Paul

— El niño, Paul, no es mi hijo, es mi sobrino. O sea, el bebé de Yunia que es mi prima, no mi hermana (entonces ya el niño no sería mi sobrino…) pero ella, que me conoce desde 1987 y desde entonces ha soportado mis alegrías y torpezas, el pelearnos por la raspa de harina de mi abuela Dominga, y los desahogos emocionales… Ella, que tiene la misma cantidad de años que yo, que crecí admirándola… ella es lo más cercano a una hermana que tengo.

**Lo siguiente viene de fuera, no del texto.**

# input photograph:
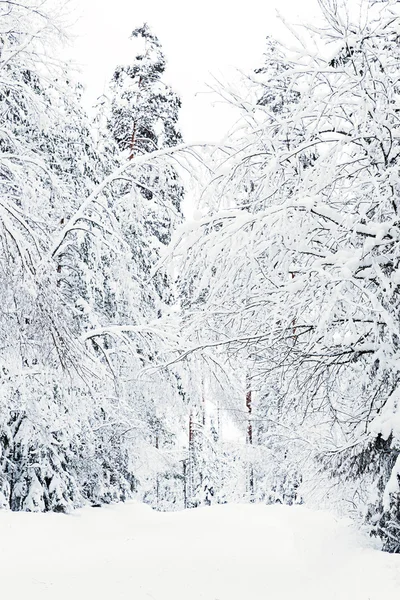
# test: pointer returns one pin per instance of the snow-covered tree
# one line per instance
(298, 248)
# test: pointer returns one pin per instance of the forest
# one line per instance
(197, 324)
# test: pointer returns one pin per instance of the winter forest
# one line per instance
(188, 325)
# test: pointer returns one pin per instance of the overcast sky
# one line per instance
(199, 39)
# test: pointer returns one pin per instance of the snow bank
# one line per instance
(230, 552)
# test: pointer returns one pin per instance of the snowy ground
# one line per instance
(233, 552)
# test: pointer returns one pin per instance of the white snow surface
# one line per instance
(230, 552)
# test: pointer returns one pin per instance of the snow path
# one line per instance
(231, 552)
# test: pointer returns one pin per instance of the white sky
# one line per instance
(198, 38)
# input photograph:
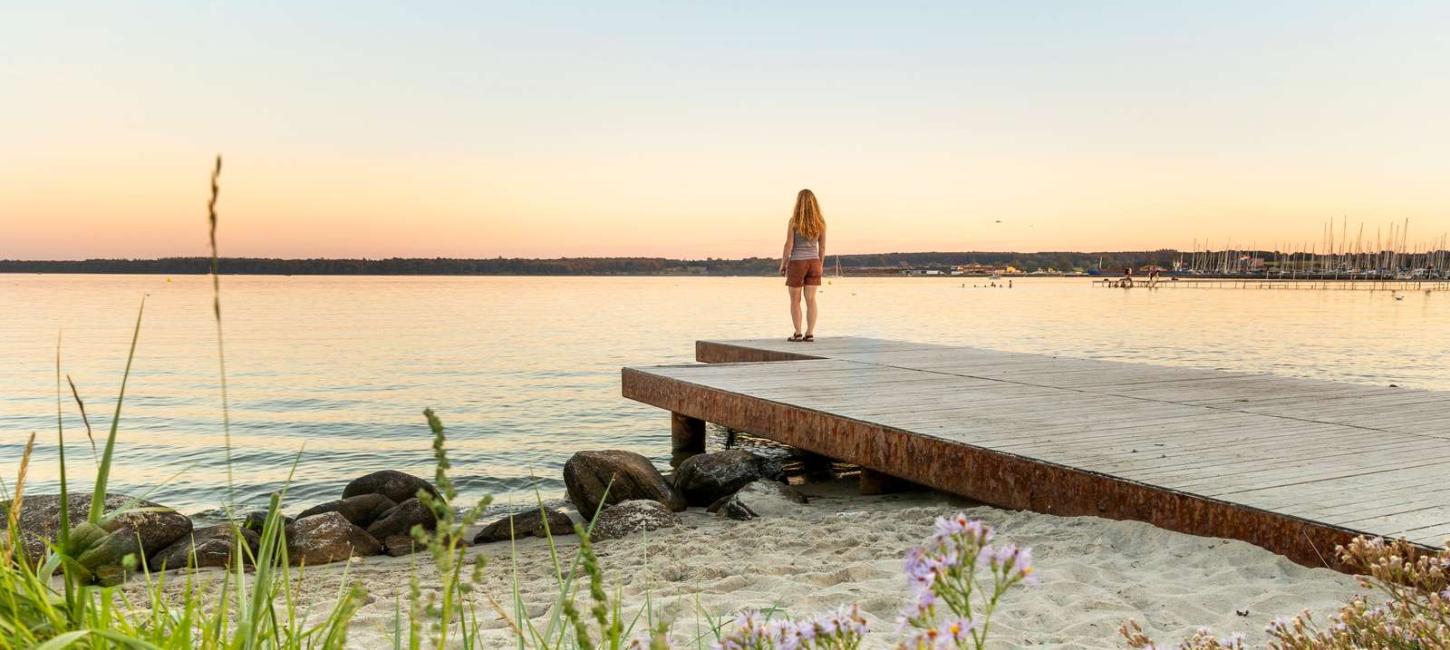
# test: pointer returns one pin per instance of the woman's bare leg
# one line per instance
(811, 312)
(795, 306)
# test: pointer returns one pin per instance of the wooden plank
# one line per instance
(1294, 465)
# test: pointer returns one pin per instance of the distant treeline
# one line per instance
(592, 266)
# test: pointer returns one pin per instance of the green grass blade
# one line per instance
(103, 472)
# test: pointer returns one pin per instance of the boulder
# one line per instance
(255, 521)
(328, 537)
(527, 524)
(708, 478)
(145, 528)
(402, 518)
(361, 509)
(625, 475)
(631, 517)
(760, 498)
(398, 486)
(213, 546)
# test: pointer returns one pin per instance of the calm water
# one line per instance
(334, 372)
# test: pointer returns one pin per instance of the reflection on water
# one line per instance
(334, 372)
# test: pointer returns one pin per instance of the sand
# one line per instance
(841, 549)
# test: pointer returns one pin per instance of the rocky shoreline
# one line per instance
(616, 494)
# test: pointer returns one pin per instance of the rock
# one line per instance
(328, 537)
(625, 475)
(760, 498)
(395, 485)
(399, 546)
(402, 518)
(137, 531)
(708, 478)
(361, 509)
(527, 524)
(631, 517)
(255, 521)
(213, 546)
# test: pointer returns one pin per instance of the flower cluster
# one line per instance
(840, 630)
(951, 605)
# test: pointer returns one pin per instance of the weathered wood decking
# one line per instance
(1295, 466)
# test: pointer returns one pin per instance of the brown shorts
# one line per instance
(804, 272)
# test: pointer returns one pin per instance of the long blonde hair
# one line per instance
(806, 219)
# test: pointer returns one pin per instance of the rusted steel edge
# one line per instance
(717, 351)
(989, 476)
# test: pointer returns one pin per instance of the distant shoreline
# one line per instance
(978, 263)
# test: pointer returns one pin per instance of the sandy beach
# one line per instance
(843, 549)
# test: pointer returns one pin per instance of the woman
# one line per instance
(801, 261)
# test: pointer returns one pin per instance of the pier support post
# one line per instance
(875, 483)
(686, 437)
(815, 466)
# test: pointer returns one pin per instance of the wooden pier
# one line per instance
(1291, 465)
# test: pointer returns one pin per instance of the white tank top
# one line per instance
(804, 248)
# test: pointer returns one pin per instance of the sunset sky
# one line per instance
(685, 129)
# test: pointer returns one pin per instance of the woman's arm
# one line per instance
(785, 253)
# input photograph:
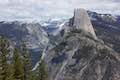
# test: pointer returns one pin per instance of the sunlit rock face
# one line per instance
(82, 21)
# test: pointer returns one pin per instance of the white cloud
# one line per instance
(35, 9)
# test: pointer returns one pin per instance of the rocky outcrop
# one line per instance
(80, 57)
(82, 21)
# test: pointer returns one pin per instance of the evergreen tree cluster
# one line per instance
(16, 64)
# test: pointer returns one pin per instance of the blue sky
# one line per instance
(41, 9)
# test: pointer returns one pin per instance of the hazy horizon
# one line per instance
(42, 9)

Cuando nació mi hermano, Alberto, el único hermano papá y mamá mediante, Yunia y yo teníamos 3 años. Cuentan que nos llevaron a las dos juntas a conocerlo. Aún la familia recuerda mis gritos descontrolados en pleno hospital materno: “¡Nooooooo, no lo veas! ¡No lo veas tú, que ese niño es mío!”
29 años después – o sea, ahora- ella sigue siendo mejor persona que yo. Y más madura que yo. Fíjense que me manda fotos del bebé en vez de -en pleno uso de la venganza que le está permitida- andar gritándome: “¡Nooooo, no lo veas, que este niño sí es mío!”